Humans have always been interested in our history, where we’ve come from and what forefathers have shaped where we are today. The very first genealogical records that people kept were last names. Family names were used to identify people as descendent from a certain line, the same is true of family crests that can be traced back for centuries in parts of Europe. Later When writing down history became more important, family trees were kept for wealthy and royal families.

As documentation developed vast family trees and genealogical records were recorded and compared, making it possible to research one’s family history back through the generations to find information such as when the family immigrated, famous relatives, and counties of origin and distant relatives. With developments in genetics and the mapping of the human genome, it is now possible to trace lineages back much farther than written records, back to regions and relatives that may not have been known.

Now it is possible to determine if one has ancestors that are African, Native American, European, etc… down to the tribe.

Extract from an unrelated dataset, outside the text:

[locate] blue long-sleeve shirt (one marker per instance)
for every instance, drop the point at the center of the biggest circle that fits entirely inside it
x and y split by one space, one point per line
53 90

The more people that trace their ancestry the more complete our records are. The y chromosome in males can be traced to a root fraternal father, since this genetic material can only be passed from father to son. A large number of Asian and Middle Eastern men have the “Khan” y chromosome, evidence of Ghengis Khan’s powerful empire. Similarly, mitochondrial DNA passes from the mother to the child so it can be traced back to a great maternal grandmother.

There are a small number of mitochondrial “Eves” that all present day humans are in some way related to. As research progresses there is no limit to the detail with which we can trace our histories. Perhaps one day we will be able to create a great network of genealogies and may one day be able to find out just how related we are to each other. Imagine a database that could tell you that you and your best friend are actually 57th cousins! Within all of us we carry the records of all of our ancestors as the DNA they’ve passed to us. We have made great progress in reading the information within DNA and we are inching ever closer to unlocking the history inside us.